# Average Syntactic Similarities on $L$

In [2]:
import string
import pandas as pd
import jellyfish

# Loading Abbreviation-Expansion List

In [3]:
data = pd.read_csv('abbr_db.CSV', names=['abbr', 'long_forms'], sep=';', encoding='utf8')
abbreviations = list(data['abbr'].values)
expansions = list(data['long_forms'].values)

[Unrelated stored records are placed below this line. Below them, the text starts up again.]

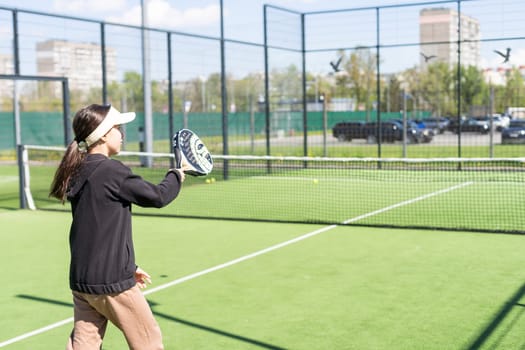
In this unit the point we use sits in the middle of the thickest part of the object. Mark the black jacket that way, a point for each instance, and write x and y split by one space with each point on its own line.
101 246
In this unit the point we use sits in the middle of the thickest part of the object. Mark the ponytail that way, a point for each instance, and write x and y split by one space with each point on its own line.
68 167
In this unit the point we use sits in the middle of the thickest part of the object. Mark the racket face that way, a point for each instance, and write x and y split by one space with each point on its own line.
188 147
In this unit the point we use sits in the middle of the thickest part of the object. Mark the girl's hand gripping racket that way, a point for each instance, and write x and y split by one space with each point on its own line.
191 151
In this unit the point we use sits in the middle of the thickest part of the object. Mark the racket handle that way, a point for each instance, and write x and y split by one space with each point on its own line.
178 157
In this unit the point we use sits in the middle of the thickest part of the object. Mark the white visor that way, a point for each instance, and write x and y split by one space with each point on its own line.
113 118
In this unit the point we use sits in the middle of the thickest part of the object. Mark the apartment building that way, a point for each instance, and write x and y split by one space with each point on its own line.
80 62
438 34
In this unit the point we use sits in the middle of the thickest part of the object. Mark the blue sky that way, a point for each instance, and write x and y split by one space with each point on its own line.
243 18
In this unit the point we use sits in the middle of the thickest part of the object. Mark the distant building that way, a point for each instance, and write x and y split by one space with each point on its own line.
80 62
438 36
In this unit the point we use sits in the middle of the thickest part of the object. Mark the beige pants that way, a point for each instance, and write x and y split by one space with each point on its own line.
129 311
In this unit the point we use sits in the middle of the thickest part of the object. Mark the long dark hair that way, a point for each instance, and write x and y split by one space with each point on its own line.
85 121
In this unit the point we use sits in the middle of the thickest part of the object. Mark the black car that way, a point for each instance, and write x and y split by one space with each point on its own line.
515 133
391 131
470 124
346 131
422 132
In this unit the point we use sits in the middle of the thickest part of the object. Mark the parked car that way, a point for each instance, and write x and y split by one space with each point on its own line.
346 131
425 134
515 133
391 131
499 122
471 125
438 124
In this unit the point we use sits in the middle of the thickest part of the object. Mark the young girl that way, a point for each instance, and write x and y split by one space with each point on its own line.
103 276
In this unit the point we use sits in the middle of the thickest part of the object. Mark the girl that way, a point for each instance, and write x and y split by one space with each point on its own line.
103 276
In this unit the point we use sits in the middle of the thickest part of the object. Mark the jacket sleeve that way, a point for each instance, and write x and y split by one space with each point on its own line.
145 194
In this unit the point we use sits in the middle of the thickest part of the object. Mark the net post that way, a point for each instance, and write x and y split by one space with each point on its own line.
26 199
21 177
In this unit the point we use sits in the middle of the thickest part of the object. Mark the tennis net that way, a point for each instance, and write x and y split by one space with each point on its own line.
483 194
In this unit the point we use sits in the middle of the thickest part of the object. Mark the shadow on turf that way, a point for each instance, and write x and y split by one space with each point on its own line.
498 319
170 318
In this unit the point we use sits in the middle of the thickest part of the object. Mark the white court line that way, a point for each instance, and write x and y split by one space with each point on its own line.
246 257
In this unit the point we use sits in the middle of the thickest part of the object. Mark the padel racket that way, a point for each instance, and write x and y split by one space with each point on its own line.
188 148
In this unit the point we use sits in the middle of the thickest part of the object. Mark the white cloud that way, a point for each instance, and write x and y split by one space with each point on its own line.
162 14
517 57
93 6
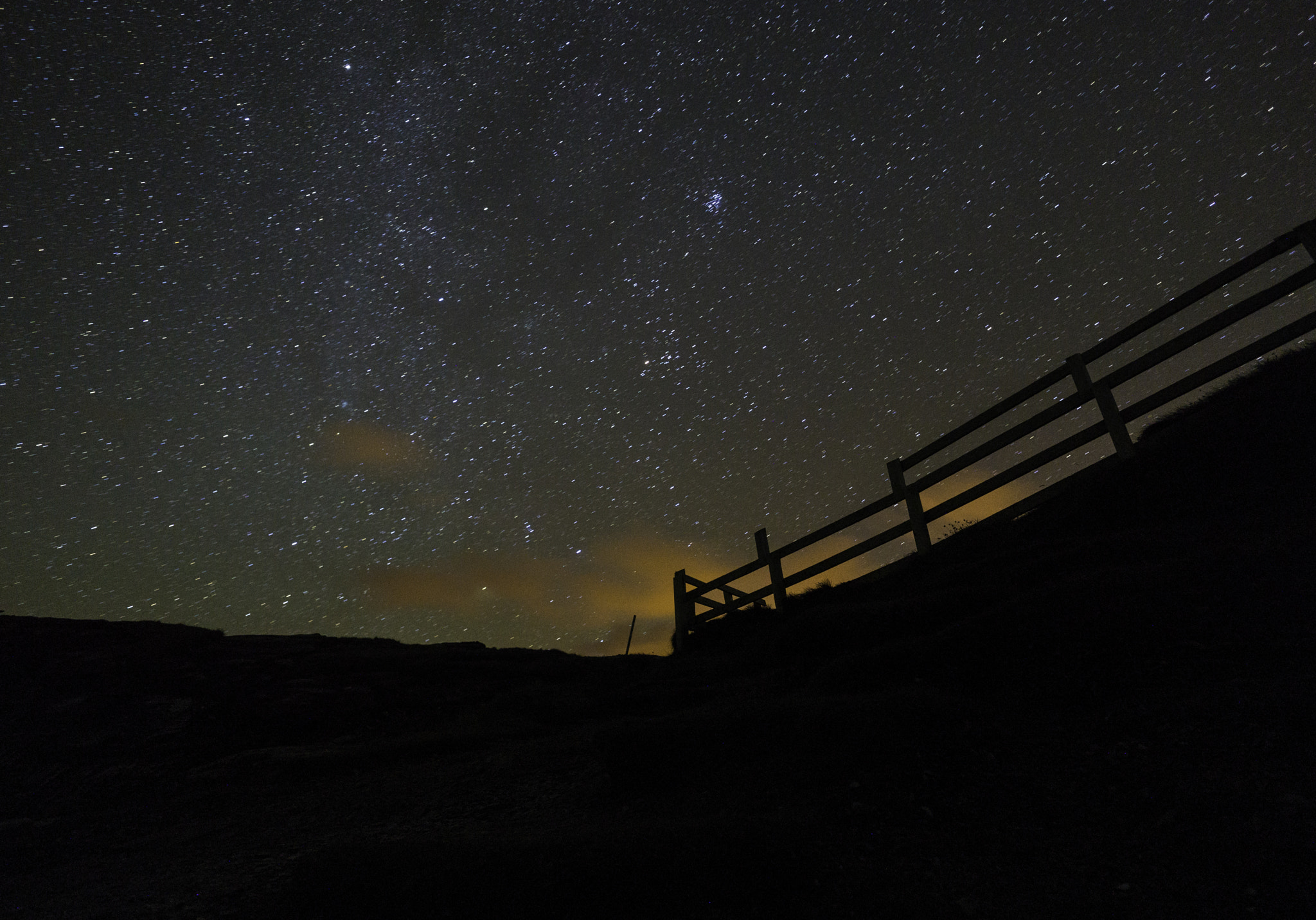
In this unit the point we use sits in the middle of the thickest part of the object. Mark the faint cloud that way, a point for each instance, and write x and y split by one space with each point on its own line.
371 448
977 510
591 597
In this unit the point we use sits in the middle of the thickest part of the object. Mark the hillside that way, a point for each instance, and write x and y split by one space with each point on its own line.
1101 708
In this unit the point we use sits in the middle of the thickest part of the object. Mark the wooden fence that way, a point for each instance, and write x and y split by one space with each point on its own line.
690 593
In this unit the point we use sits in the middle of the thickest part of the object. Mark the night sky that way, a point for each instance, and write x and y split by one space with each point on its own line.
474 321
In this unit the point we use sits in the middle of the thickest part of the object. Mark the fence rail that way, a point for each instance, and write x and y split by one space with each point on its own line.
690 593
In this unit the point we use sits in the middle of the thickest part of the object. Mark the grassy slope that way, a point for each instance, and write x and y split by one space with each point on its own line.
1105 707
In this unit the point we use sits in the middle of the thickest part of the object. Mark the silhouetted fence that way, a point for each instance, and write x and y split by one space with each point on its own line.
690 593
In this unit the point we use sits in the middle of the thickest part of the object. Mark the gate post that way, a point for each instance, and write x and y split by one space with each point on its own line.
684 607
1105 402
774 569
914 505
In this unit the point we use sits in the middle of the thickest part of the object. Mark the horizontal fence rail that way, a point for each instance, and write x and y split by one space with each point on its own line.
690 594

## Helper methods to calculate values for Table 2 (Section 5.2)

In [14]:
def dice_coefficient(a, b):
    """dice coefficient 2nt/(na + nb)."""
    a_bigrams = set(a.lower())
    b_bigrams = set(b.lower())
    overlap = len(a_bigrams & b_bigrams)
    return overlap * 2.0 / (len(a_bigrams) + len(b_bigrams))

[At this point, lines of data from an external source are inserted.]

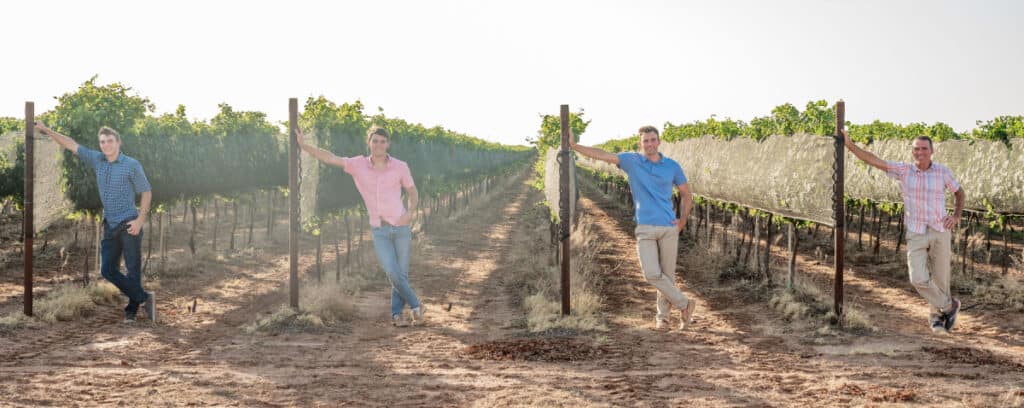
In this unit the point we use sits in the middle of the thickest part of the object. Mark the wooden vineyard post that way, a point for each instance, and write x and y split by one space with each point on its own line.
293 200
563 205
28 228
839 208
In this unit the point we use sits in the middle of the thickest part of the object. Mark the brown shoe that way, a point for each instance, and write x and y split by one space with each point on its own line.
686 317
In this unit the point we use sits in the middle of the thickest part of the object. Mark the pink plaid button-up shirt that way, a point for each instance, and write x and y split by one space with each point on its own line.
381 189
924 194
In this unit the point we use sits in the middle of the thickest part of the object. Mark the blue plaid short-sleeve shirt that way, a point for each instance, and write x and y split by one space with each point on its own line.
119 181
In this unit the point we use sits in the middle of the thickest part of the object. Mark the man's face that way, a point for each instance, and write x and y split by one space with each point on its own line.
922 151
378 145
110 145
649 143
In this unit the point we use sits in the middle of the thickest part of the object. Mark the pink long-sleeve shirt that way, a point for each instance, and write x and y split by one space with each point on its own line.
381 189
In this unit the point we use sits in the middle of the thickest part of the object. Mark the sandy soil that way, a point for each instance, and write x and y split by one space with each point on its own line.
474 350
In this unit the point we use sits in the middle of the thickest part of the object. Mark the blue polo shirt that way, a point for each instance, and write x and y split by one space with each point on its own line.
651 186
119 181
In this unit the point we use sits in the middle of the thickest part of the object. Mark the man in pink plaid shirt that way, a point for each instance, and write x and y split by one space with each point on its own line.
923 185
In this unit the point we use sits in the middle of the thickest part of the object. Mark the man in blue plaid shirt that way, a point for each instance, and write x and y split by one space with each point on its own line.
120 178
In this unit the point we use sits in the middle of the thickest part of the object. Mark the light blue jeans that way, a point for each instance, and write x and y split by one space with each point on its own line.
391 245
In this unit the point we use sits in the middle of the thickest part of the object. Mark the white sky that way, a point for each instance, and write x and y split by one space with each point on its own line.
488 69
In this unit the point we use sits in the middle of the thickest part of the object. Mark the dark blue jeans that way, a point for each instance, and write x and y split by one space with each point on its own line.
118 242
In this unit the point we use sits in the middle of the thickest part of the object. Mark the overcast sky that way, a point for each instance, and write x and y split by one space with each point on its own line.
488 69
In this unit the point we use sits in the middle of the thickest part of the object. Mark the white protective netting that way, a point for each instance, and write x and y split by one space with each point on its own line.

def stop_words_handling(term):
    splitted_term = term.split()
    stop_words = set(["for", "and", "of", "in", "via", "be"])
    
    if splitted_term[0] in stop_words:
        stop_words = stop_words - set([splitted_term[0]])
                
    for sw in stop_words:
        while sw in splitted_term:
            splitted_term.remove(sw)
    sanitized_term = " ".join([w for w in splitted_term]) 
        
    return sanitized_term

def clean_string(s):
    s_lower = s.lower()
    invalidcharacters = set(string.punctuation)
    if any(char in invalidcharacters for char in s):
        s_ = s_lower.translate(str.maketrans('', '', string.punctuation))
    else:
        s_ = s_lower
    return s_


def calculate_average_similarity (abbreviation_list, terms_list):
    similarity_measures = [jellyfish.levenshtein_distance, jellyfish.jaro_winkler_similarity, dice_coefficient]
    result_list = []
    for sim in similarity_measures:
        tmp_sim = 0
        for index, abb in enumerate(abbreviation_list):
            term = terms_list[index]
            if sim == jellyfish.levenshtein_distance:
                tmp_sim = tmp_sim + (1 - (sim(abb, term)/max(len(abb), len(term))))
            else:
                tmp_sim = tmp_sim + sim(abb, term)
        result_list.append(tmp_sim/len(abbreviation_list))
    return result_list

## Calculate Similarities for Table 2
Average distance on pairs $(a,t)$ for the measures LD, JWS, DC <br>
Average distance on pairs $(a^{c},t^{c})$ for the measures LD, JWS, DC <br>
Average distance on pairs $(a, \hat{a})$ for the measures LD, JWS, DC <br>
Average distance on pairs $(a^{c},\hat{a}^{c})$ for the measures LD, JWS, DC <br>

In [15]:
result_dict = {}
# Average distance on pairs (a,t) for the measures LD, JWS, DC:
result_dict["(a,e)"] = calculate_average_similarity(abbreviations, expansions)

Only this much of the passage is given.